# Simple log unloading and loading



## West River WoodWorks (Oct 27, 2015)

Spent the afternoon unloading the hickory, cutting off the flare and getting it loaded and ready to mill. I used schedule 40 PVC to roll the log off the trailer as I have no heavy equipment to do this. Worked pretty well, thankfully as there was no plan B.
The mods for the power winch are working very well, makes loading a breeze- mostly.

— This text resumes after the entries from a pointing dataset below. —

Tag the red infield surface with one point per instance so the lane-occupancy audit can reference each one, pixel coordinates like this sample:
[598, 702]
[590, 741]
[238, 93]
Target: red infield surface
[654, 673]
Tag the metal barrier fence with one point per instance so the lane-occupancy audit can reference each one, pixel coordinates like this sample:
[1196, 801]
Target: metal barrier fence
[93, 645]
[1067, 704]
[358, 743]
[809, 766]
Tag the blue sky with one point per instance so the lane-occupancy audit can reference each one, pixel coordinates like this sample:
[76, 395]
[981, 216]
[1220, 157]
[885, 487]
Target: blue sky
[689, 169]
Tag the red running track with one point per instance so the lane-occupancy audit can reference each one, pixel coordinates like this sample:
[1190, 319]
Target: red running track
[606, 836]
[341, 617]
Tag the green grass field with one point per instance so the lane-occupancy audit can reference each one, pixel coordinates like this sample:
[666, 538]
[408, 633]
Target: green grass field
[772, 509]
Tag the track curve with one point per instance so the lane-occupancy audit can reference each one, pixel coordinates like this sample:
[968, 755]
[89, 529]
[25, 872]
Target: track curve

Reactions: Like 8 | EyeCandy! 1 | Way Cool 1


----------



## woodtickgreg (Oct 27, 2015)

Great looking log and the pvc was a smart idea too! I would try and get that log rolled so that the small branch is on the top and the 2 big branches are side by side so you might get some crotch figure. The bottom of the log is going to give you some nice straight grained lumber anyways.

Reactions: Thank You! 1


----------



## Kevin (Oct 27, 2015)

Get-R-Done!

Reactions: Thank You! 1


----------



## West River WoodWorks (Oct 28, 2015)

woodtickgreg said:


> Great looking log and the pvc was a smart idea too! I would try and get that log rolled so that the small branch is on the top and the 2 big branches are side by side so you might get some crotch figure. The bottom of the log is going to give you some nice straight grained lumber anyways.



I completely agree, thanks!
Tom

Reactions: Like 1


----------



## David Van Asperen (Oct 29, 2015)

simple is sometimes the most effective. No plan B needed
Dave

Reactions: Agree 2


----------



## Nature Man (Oct 30, 2015)

Great looking log! I'm drooling! Chuck


----------



## West River WoodWorks (Oct 30, 2015)

Nature Man said:


> Great looking log! I'm drooling! Chuck



I will hopefully get some pictures of it milled up sometime this weekend.


----------



## justallan (Nov 1, 2015)

That's doing a job with what you have. I know folks that will drive 40 miles out of their way to bring a tractor, then have to take the tractor back, all for what you can do with very minimal tools in a short amount of time. Great job and a nice looking log.

Reactions: Thank You! 1


----------